On the other hand, the other "kind" of metric on $X$ is a metric of infinite area. Since an ideal triangle has area $\pi$ it will take infinitely many ideal triangles to triangulate $X$. These triangulations can be very wild. In particular they are not typically determined by a finite amount of data. Thus the phrase "ideal triangulation" virtually always refers to the case when $X$ has finite area.

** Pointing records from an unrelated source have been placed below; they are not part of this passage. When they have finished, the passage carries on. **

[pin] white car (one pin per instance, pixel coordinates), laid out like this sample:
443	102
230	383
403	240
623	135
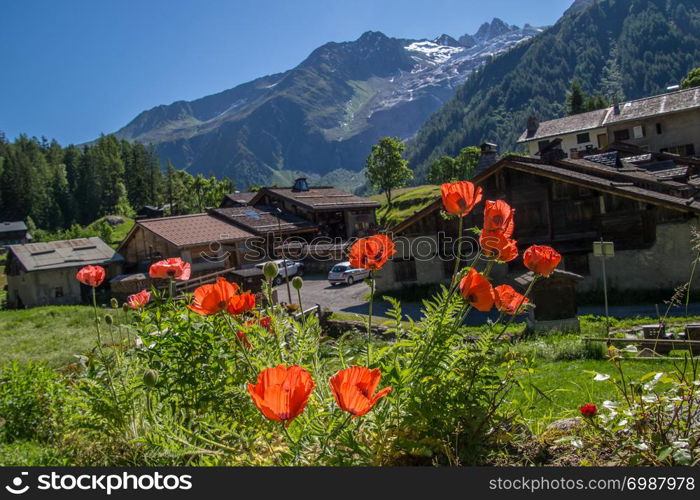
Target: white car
293	268
343	272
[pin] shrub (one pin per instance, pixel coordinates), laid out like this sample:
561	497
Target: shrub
32	399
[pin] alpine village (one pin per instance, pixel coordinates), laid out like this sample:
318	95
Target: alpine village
477	249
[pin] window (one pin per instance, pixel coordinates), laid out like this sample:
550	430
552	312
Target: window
581	138
639	131
621	135
405	270
577	263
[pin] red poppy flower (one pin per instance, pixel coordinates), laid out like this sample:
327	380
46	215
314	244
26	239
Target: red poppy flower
91	275
238	304
353	389
541	259
497	246
281	393
138	300
498	217
174	268
509	301
459	198
244	339
371	252
266	323
477	290
212	299
588	410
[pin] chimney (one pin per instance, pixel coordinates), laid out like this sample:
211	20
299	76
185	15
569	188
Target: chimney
552	151
489	156
532	125
300	184
616	105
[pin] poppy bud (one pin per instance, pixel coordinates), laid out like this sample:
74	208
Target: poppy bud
588	410
150	378
271	270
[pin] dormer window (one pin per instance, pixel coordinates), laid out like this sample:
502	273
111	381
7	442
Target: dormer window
300	185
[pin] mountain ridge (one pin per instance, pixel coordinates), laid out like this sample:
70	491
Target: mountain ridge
324	114
643	45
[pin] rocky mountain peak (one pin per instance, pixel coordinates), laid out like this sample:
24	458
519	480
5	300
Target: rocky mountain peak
447	40
496	27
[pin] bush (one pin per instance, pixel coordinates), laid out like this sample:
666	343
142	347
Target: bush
32	399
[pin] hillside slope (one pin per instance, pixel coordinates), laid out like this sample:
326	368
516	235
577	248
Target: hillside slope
651	44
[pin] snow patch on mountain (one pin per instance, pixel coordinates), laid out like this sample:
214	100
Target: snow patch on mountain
435	53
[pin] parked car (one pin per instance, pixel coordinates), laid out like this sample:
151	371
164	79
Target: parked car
343	272
293	268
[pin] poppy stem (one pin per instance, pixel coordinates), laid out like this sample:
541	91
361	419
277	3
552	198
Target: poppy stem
101	350
369	320
293	445
517	309
458	257
239	341
334	432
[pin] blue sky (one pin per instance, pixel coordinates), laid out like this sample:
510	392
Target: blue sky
73	69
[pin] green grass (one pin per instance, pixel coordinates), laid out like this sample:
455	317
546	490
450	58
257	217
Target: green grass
119	232
556	389
29	453
53	334
405	202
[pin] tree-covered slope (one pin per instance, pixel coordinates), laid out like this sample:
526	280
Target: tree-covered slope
648	44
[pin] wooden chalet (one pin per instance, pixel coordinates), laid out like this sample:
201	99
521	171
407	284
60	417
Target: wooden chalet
647	204
206	242
335	212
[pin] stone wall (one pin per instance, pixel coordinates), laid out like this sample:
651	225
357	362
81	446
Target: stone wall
664	266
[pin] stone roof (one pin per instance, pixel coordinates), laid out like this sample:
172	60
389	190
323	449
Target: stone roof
319	198
661	104
64	253
263	219
567	125
664	184
191	230
241	198
12	226
656	105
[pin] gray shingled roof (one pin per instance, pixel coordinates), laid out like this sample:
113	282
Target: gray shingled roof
262	219
661	104
65	253
574	123
196	229
320	198
12	226
241	198
656	105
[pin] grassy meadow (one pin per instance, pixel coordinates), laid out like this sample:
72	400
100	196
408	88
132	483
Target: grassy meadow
52	334
405	202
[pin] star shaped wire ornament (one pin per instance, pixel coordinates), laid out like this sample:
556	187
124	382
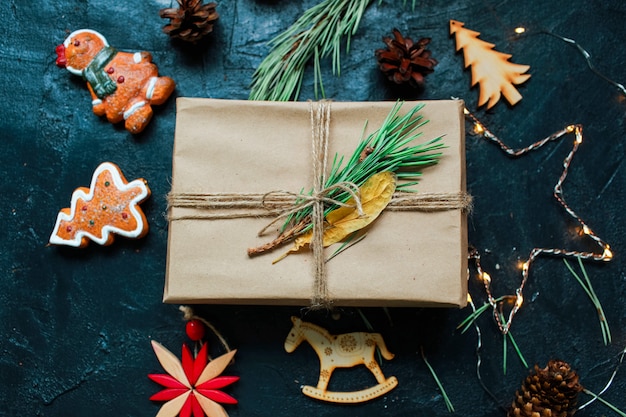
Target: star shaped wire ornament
191	387
605	254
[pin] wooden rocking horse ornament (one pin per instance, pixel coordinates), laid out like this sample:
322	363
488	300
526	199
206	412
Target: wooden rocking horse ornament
341	351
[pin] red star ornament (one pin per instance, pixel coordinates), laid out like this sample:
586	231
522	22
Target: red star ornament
192	387
109	206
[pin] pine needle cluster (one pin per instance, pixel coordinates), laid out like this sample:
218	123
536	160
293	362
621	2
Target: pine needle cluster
317	34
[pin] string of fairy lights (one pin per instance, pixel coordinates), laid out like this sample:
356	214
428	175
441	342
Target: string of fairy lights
604	253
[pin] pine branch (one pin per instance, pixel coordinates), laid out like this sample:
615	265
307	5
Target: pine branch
387	149
316	34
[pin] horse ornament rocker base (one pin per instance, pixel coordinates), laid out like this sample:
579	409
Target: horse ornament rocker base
341	351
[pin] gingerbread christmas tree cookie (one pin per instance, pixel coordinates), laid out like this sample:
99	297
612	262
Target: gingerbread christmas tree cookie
109	206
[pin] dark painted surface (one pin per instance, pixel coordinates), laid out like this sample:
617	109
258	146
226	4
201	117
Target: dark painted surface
76	325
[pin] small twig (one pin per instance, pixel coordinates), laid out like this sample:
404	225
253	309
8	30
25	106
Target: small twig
281	239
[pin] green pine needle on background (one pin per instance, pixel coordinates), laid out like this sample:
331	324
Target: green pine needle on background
585	283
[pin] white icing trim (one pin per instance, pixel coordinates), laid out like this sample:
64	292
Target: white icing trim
150	89
133	109
116	175
67	40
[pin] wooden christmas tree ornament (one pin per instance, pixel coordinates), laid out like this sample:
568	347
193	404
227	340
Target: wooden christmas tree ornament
492	70
341	351
109	206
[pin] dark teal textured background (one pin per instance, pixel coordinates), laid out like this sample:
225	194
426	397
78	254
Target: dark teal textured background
76	325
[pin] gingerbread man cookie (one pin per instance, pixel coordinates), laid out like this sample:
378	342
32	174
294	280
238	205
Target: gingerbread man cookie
123	85
109	206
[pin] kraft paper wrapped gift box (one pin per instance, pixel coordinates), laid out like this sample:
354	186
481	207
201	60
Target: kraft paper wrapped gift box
408	258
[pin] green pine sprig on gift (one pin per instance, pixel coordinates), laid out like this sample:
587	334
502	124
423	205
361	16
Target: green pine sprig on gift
317	34
391	148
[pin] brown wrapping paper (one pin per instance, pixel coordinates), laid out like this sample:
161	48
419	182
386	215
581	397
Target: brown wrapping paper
228	146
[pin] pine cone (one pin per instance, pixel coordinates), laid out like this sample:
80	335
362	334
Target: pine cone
404	61
548	392
191	21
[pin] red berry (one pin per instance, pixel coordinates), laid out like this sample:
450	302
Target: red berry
195	329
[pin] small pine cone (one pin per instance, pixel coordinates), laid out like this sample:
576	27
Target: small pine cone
191	21
548	392
404	61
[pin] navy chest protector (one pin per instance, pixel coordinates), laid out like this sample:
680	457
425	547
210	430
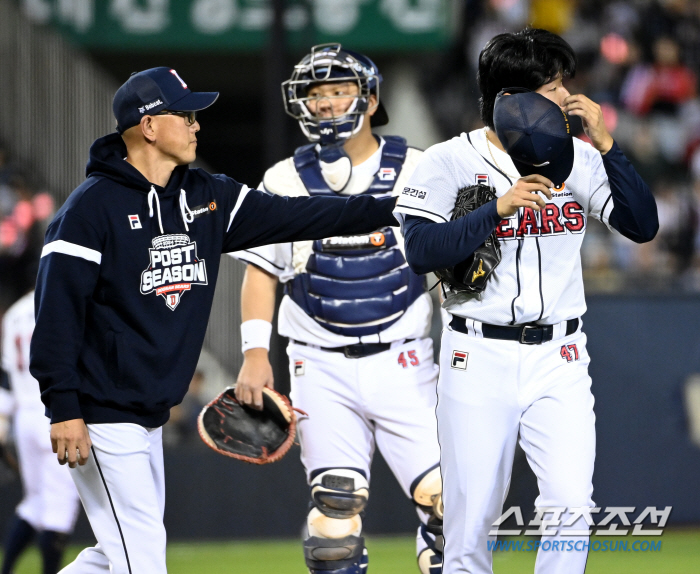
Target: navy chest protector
361	284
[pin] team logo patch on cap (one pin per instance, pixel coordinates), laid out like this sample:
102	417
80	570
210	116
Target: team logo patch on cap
459	360
134	222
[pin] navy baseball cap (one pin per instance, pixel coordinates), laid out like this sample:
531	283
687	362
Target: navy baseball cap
155	90
535	133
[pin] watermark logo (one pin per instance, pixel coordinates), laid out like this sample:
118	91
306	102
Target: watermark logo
558	520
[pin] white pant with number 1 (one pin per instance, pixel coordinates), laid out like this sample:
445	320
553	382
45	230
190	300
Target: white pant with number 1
489	393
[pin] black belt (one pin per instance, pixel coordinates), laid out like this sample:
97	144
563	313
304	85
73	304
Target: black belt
356	351
531	334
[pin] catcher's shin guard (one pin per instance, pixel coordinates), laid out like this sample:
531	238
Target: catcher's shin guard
336	555
427	494
430	558
340	492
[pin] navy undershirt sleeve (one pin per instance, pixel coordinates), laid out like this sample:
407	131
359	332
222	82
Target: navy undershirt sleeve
634	215
430	246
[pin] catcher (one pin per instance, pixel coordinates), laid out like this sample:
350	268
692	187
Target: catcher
361	361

EDIT: Of course I misread the question! The question asks about ideal triangulations of a hyperbolic surface with geodesic boundary. Here the answer pretty much has to be "spun triangulations". That is: fix such a metric on $X = T - D$ when $D$ is an open disk. Fix a collection of three proper embedded geodesic arcs in $X$, perpendicular to the geodesic boundary. These cut $X$ into a pair of right-angled hexagons. Now we spin. Choose an orientation for $\partial X$. Drag all of the endpoints of all the arcs in the direction of the orientation. At each point of time during this process we have three proper geodesic arcs, but the angles they make with the boundary go to zero. Take the Hausdorff limit and you will get a spun ideal triangulation of $X$. I'll end by remarking that you can build a spun triangulation of a pair of pants ($S^2$ minus three open disks with disjoint closures).